Artículo publicado originalmente en Expansión el 23.12.2014
El reciente anuncio de apertura de relaciones diplomáticas entre EEUU y Cuba ha sido ampliamente celebrado por el Gobierno español y la clase empresarial concernida por sus posibilidades de negocio en la isla. Sin embargo, la disidencia cubana ha manifestado sus reticencias en cuanto a que esa decisión pueda suponerles una vida cívica más cómoda, menos aún a que el régimen de partido y pensamiento único vigentes en la antigua colonia hispana se vean modificados en un futuro más o menos próximo. No en vano, el presidente Raúl Castro ya ha anunciado que la revolución seguirá como hasta ahora. Es decir, irreductible a los cambios políticos.
Es el claro designio de los tiempos modernos: en la política internacional no hay ya valores por los que luchar, sino intereses que defender. Es la política pragmática instaurada por el ministro Margallo y su Marca España, que pretende basar toda nuestra acción diplomática en la venta de nuestros productos y servicios en el exterior, convirtiéndonos en una especie de España S.A. a la que no importa el respeto a los derechos humanos. Tampoco recuerda a la política del anterior presidente del Gobierno de su partido, José María Aznar, que ligaba las ayudas de la Unión Europea a Cuba a una evolución positiva de su régimen respecto de las libertades civiles, en lo que venía a denominarse posición común.
Ya se sabe que la política exterior estadounidense no es excesivamente eficaz cuando pretende modificar la situación interior de los países en los que interviene, dicho sea en términos de avance de la democracia y las libertades. El caso de Vietnam resulta en este sentido paradigmático. Pero tampoco es que puedan sentirse satisfechos con lo que más recientemente dejaron en Irak, con un Gobierno sectario como el de Al Maliki, que entre otras cosas no ha sido en modo alguno ajeno a la creación del peligroso fenómeno conocido como Estado Islámico.
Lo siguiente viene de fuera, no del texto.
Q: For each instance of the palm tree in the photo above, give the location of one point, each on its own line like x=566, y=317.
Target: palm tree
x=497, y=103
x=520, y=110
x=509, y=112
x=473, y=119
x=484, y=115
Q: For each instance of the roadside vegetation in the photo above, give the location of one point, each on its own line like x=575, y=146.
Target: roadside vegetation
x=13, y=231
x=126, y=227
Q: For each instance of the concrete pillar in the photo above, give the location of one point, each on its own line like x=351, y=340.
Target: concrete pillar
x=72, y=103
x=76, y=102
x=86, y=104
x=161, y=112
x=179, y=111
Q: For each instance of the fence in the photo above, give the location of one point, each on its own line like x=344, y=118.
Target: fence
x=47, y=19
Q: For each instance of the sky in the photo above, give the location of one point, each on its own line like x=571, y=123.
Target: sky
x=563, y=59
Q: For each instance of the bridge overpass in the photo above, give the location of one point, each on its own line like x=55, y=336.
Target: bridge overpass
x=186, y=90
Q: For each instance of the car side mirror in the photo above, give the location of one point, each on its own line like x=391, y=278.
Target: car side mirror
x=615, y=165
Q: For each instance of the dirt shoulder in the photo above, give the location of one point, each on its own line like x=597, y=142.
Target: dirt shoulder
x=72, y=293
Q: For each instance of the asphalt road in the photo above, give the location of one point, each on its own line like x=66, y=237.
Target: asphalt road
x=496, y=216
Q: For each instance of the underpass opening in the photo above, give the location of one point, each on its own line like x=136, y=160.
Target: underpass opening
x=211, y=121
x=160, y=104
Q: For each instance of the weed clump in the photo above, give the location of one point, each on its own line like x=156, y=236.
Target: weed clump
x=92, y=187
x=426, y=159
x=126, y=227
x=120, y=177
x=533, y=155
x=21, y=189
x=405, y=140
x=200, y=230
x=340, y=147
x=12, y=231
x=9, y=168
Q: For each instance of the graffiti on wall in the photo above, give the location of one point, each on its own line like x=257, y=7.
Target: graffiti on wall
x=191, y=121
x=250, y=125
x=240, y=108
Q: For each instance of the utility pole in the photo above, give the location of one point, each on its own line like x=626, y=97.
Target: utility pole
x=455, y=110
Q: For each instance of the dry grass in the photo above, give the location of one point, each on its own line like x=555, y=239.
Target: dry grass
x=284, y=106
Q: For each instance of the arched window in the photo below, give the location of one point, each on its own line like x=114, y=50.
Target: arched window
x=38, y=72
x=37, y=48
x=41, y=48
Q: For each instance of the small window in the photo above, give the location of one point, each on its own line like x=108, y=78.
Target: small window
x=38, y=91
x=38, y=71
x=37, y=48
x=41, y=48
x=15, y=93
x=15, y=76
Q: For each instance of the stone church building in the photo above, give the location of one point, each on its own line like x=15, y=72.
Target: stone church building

No lo es. Pero tampoco puede verse en la iniciativa del presidente Obama algo más que la ya vieja idea acuñada por uno de sus predecesores, el presidente Monroe, que decía eso de «América para los americanos». O, dicho con otras palabras, practiquemos una especie de neocolonialismo, en el que desaparecida la metrópoli española, enfangada como habitualmente en nuestras querellas internas, sea EEUU quien haga de Cuba su nuevo patio trasero, plagado de casinos, playas para achicharrarse y chicas guapas para el disfrute de los turistas. Y todo eso con un partido único que siga proclamando a los cuatro vientos de su país que no cambiará su régimen. En resumen, los Castro devenidos en Batistas, pero con fraseología comunista. ¿Veremos a los dirigentes de la revolución cubana emergiendo muy pronto como los nuevos millonarios del sistema, corruptos y corrompedores, como han hecho en China en los últimos años sus camaradas del homónimo Partido Comunista?
El ejemplo chino
Esa podría resultar la clave de todo: sigamos el ejemplo chino. El capitalismo bajo la bandera del socialismo revolucionario. Pero claro, Cuba no es China, y carece de masa critica suficiente para crear un sistema de esas características. Y se ve muy bien en la historia de su revolución. Nació y fue apoyada por los soviéticos; cayó el muro de Berlín y se deshizo la URSS, y encontró el petróleo venezolano como garantía de su continuidad… Ahora que el crudo de sus, por ahora, actuales aliados se cotiza a un tercio de su precio anterior, podría retornar el gringo de sus orígenes de una vana independencia. Porque la clave es siempre la misma: el poder y el dinero que éste lleva de la mano. Dejemos a los hijos de la revolución un futuro de control político y económico como nunca antes lo hubieran esperado.
La oposición cubana debería aprender de sus errores pasados y convertir sus disidencias en una sola voz. El cambio en la isla podría ir a peor, en lo que respecta a la esperanza de la recuperación de las libertades democráticas y derechos civiles. Sin democracia, pero con algún ligero bálsamo de crecimiento económico que alivie ese milagro cubano que consiste en llegar alimentado y con un techo al final del día. Porque no está escrito que la democracia sea productora de alimento o vivienda. Aunque los votos sirvan para elegir a quienes lo hagan posible. En ocasiones, claro.